Берестовский похолодел.

— Село наше глухое, люди у нас добрые… Если и забредут немцы, скажем, что ты наш. А с ним пропадешь… Кто же знает, где теперь фронт! Говорят, что уже и Москва у немцев… Я ли тебя не любила? Я ли за тобой не ходила?

Сила убеждения была не в словах Параски — такими словами она не могла бы убедить Пасекова, Берестовский это знал, — сила была в ее голосе, что словно связывал по рукам и ногам, налагал на душу оковы, тяжелей и легче которых нет на земле. Голос Параски ворковал и ворковал свое… Берестовский поднялся на локте и в короткой вспышке папиросы Пасекова увидел через стол лицо Параски. Пасеков лежал навзничь на краю широкой кровати, она наклонялась над ним, касаясь грудью своей его груди, прядка волос заслоняла ее щеку, она говорила прямо в закрытые глаза Пасекова:

— Ты все для него сделал, и я все сделала… Пускай идет, а ты оставайся, вдвоем будем крестьянствовать. Не век же быть войне!

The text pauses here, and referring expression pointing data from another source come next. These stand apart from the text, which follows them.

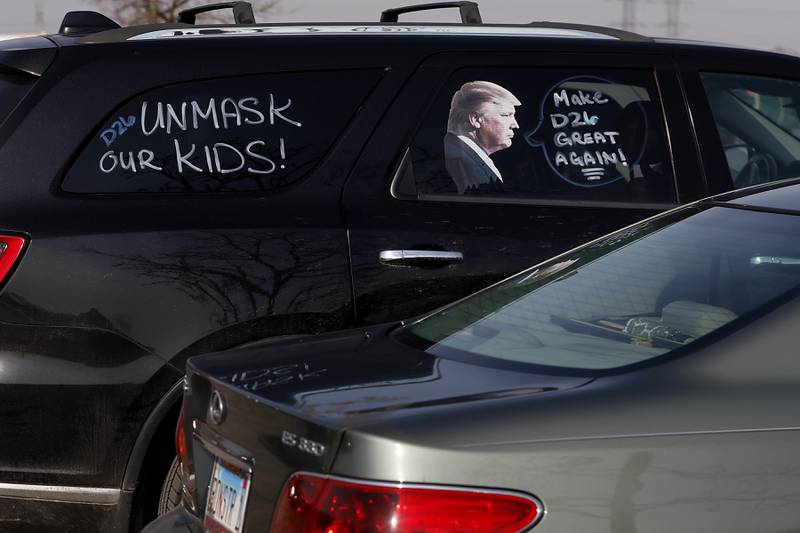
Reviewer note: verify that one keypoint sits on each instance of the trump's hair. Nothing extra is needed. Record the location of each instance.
(469, 98)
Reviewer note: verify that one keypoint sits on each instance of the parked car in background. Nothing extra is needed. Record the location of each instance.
(643, 382)
(176, 189)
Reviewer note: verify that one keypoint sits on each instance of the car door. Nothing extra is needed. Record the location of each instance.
(746, 106)
(588, 149)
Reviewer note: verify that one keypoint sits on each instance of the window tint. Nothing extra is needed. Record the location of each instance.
(546, 134)
(236, 134)
(759, 125)
(633, 296)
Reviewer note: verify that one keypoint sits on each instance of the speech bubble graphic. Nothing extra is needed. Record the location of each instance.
(580, 131)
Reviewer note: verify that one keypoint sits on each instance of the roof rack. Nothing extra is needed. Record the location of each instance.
(469, 11)
(81, 22)
(611, 32)
(242, 12)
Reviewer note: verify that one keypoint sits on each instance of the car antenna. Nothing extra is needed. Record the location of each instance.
(469, 11)
(83, 22)
(242, 12)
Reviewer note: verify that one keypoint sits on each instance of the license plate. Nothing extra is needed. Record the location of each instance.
(227, 498)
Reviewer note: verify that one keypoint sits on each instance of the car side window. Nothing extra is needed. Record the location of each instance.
(255, 133)
(545, 134)
(759, 125)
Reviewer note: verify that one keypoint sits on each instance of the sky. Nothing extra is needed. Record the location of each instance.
(767, 24)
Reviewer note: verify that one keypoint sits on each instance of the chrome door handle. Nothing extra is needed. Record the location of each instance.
(410, 257)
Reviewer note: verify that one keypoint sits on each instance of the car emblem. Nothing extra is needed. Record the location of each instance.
(216, 408)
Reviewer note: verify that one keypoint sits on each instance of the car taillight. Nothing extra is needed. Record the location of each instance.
(183, 454)
(315, 504)
(10, 250)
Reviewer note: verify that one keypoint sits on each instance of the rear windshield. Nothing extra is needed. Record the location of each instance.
(634, 296)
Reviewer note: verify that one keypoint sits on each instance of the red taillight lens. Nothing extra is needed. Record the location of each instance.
(10, 250)
(314, 504)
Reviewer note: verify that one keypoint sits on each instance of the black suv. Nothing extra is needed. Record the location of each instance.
(175, 189)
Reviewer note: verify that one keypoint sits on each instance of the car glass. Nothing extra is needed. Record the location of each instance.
(545, 134)
(12, 89)
(630, 297)
(236, 134)
(759, 125)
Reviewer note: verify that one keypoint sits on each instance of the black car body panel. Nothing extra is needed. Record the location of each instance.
(378, 406)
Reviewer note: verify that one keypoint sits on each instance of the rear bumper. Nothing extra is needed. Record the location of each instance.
(179, 520)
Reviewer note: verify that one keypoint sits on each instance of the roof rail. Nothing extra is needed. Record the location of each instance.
(81, 22)
(242, 12)
(469, 11)
(611, 32)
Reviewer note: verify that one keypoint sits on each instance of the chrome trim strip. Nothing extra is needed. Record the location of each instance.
(60, 493)
(493, 30)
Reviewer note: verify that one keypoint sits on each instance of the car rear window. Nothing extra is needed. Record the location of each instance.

Потускневший огонек папиросы прочертил полукруг от губ Пасекова к полу, и Берестовский услышал:

— Нет.

Второй раз он слышал это «нет», и второй раз его потрясла сила, скрытая в этом коротком тихом слове. Пасеков умел выговаривать его так, будто оно относилось только к нему одному, а между тем оно охватывало и вмещало все, что было вокруг: войну, любовь, солдатскую верность, воздух и солнце, жизнь и смерть… Второй раз Пасеков говорил свое «нет» ради товарища. Первый раз, когда его звали идти, и второй — когда его умоляли остаться.

— Нет, — сказал Пасеков.

Тихо задребезжало стекло. Параска мигом оказалась у оконца, нырнула под ряднинку, которой оно было занавешено. К стеклу прижималось снаружи маленькое усатое лицо фельдшера Порфирия Парфентьевича. Параска откидывала крюки, отодвигала засовы в сенях. Дождь хлюпал в лужах, шелестел в ветвях черных, безлистых осин у плетня. Темень во дворе была не такая черная, как в хате. Берестовский увидел, как Пасеков обнял Параску, она прильнула к нему и сразу будто оттолкнула его от себя. Берестовский остановился возле Параски, она взяла его обеими руками за плечи и прошептала в шею:

— Пропадете, оба пропадете…

Порфирий Парфентьевич вывел их напрямик к мертвым ветрякам за селом. Он вытащил из шапки кусок школьной карты и сунул ее Пасекову за пазуху ватника.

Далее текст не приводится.